Dans son extase, Cléopâtre morte, entourée d'un chat et d'un serpent, montre des alanguissemenpts proches de ceux de la Sainte-Thérèse de Bernini. La madone qui trône dans l'escalier possède des puretés romanes. « J'aimerai la donner à l'église de Villebret », indique l'auteur. L'allégorie et la symbolique médiévales traversent certaines de ses stèles. La métamorphose en est un thème récurent. Dans « L'histoire de la femme », le sculpteur a suivi les différents âges de ses divinités. Dans une Résurrection, le personnage christique qui surgit de terre est entouré d'une foisonnante galerie de personnages qui se fondent les uns dans les autres. Dans cette femme, Vito Imburgia mis les traits de sa mère, Maria; dans cet homme, le profil de son père, Salvatore.
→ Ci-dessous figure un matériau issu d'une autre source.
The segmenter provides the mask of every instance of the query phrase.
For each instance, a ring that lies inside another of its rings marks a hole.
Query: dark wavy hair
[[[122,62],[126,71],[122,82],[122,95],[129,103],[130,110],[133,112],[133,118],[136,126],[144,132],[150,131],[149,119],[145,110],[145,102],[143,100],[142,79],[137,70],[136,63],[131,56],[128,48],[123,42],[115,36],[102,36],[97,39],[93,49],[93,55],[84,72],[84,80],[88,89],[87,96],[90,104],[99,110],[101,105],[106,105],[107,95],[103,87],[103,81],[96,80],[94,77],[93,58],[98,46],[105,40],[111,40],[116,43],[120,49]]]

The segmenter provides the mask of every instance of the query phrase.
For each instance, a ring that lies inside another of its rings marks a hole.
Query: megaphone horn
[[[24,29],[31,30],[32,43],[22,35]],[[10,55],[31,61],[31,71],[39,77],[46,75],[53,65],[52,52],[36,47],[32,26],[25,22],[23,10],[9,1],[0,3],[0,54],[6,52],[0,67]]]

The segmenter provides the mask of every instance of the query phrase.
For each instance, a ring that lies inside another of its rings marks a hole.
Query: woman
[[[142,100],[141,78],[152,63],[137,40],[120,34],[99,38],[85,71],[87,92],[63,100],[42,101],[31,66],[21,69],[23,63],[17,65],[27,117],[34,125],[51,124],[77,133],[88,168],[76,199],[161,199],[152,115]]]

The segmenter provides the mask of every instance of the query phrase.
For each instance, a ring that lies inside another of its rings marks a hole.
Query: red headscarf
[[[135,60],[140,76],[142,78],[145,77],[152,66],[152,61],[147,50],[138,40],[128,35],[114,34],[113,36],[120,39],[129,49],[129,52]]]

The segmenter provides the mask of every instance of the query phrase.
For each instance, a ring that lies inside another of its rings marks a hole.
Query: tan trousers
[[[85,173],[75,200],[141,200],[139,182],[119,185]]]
Le sculpteur est un brouilleur de pistes. « J'aime les sculpteurs classiques, mais j'aime aussi César et ses compressions» revendique t-il. Avec « Adam et Eve chassés du paradis » le sculpteur s'est affranchi des repères antiques et romans. Dans ce galet des rivages siciliens il a stylisé à l'extrême une maternité. Dans son jardin il a aussi installé de ludiques compositions abstraites
Agé de 65 ans, Vito Imburgia a aujourd'hui toute latitude pour pouvoir se laisser porter par la fièvre qui quelquefois le gagne : « lors de certains moments intenses, il m'arrive de sculpter de l'aube jusqu'au crépuscule. Puis je connais des moments d'accalmie... Mais je ne sculpte que lorsque je ne fais pas de poésie», confie-t-il. Pour brouiller tout à fait les pistes.
 
Jean-Marc LAURENT.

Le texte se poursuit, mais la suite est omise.